The short answer, "Yes."
Brad Hinton points to The Great Debate on the topic of making tacit knowledge explicit - and to the program for the July 2012 KM Australia Congress where this is scheduled to be discussed: "making tacit knowledge explicit with collaborative technologies."
Of course there are nuances to this question - just as there are nuances in tacit knowledge that aren't easily made articulate. Yes, tacit can be made explicit. But not all tacit can be made explicit. I learned this back in my graduate study days with expert systems and the various "elicitation" techniques. They work ... to a point.
On the yes side of the question, you have the simple process of asking questions. As I ask questions, you articulate answers that I might not otherwise be able to discover. This works even better if we are working in a question-answer framework that helps me ask ever-deeper questions, and helps you respond with redirecting questions of your own. (Sometimes you can help me discover that I already know the answer, I just didn't know how to think about it. But that sounds like tacit-to-tacit knowledge.) If this discussion is happening online, it may take more time, but the tacit becomes visible ... it becomes explicit.

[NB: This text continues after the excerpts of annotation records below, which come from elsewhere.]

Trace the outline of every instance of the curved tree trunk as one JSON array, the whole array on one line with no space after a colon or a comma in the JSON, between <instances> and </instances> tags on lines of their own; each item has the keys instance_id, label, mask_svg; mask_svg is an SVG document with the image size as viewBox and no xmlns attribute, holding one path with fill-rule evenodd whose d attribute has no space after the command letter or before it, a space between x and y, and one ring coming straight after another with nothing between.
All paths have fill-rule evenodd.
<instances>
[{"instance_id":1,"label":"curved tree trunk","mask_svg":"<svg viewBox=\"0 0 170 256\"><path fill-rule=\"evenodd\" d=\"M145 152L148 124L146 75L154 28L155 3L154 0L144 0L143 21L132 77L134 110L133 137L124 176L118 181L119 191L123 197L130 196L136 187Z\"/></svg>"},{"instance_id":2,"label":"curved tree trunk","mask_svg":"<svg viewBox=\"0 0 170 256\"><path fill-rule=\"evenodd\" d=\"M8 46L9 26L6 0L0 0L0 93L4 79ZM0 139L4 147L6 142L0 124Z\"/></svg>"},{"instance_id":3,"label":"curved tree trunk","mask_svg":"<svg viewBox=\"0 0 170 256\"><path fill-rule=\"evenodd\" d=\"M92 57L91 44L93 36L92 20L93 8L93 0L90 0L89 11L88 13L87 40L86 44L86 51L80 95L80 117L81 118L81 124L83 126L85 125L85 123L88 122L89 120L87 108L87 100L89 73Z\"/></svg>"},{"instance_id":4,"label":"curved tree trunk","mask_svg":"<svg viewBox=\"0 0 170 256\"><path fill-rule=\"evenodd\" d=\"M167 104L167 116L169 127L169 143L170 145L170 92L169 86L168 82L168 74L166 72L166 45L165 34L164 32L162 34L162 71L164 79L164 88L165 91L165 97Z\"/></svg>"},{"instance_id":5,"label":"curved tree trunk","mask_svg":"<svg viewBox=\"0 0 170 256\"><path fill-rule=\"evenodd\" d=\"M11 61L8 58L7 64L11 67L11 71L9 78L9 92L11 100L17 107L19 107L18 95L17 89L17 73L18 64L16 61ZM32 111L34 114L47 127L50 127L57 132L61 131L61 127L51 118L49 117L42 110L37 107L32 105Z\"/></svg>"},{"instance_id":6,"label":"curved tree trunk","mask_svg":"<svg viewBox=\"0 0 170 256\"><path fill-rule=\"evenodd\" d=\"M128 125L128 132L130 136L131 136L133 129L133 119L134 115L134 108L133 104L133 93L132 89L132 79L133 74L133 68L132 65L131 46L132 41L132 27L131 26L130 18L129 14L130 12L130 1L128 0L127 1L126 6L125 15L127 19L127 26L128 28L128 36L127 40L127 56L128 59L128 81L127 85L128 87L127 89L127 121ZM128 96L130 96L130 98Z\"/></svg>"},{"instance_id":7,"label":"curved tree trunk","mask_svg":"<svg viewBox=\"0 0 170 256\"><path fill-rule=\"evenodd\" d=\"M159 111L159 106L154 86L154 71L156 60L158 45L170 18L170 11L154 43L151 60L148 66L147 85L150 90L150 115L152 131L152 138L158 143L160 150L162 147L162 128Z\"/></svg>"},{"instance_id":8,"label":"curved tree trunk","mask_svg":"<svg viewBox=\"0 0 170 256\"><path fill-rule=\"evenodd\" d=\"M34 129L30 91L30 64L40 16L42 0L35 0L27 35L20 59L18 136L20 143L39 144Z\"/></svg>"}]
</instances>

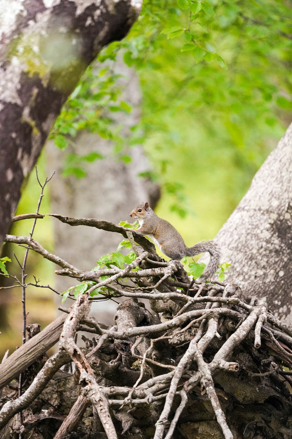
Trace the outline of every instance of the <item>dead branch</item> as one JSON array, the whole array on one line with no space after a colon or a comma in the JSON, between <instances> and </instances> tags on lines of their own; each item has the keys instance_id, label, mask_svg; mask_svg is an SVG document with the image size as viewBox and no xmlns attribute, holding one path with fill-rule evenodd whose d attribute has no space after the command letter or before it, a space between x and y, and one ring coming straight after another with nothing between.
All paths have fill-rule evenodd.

On the no side of the question, there are always aspects that are difficult to articulate and make explicit. There is so much more behind "what you know" than what you can say or write down, that That's when I often get to the point of, "Here, let me show you," rather than trying to talk / write it out. And most online collaboration platforms aren't set up in such a way to enable deeper questioning that will elucidate deeper knowledge.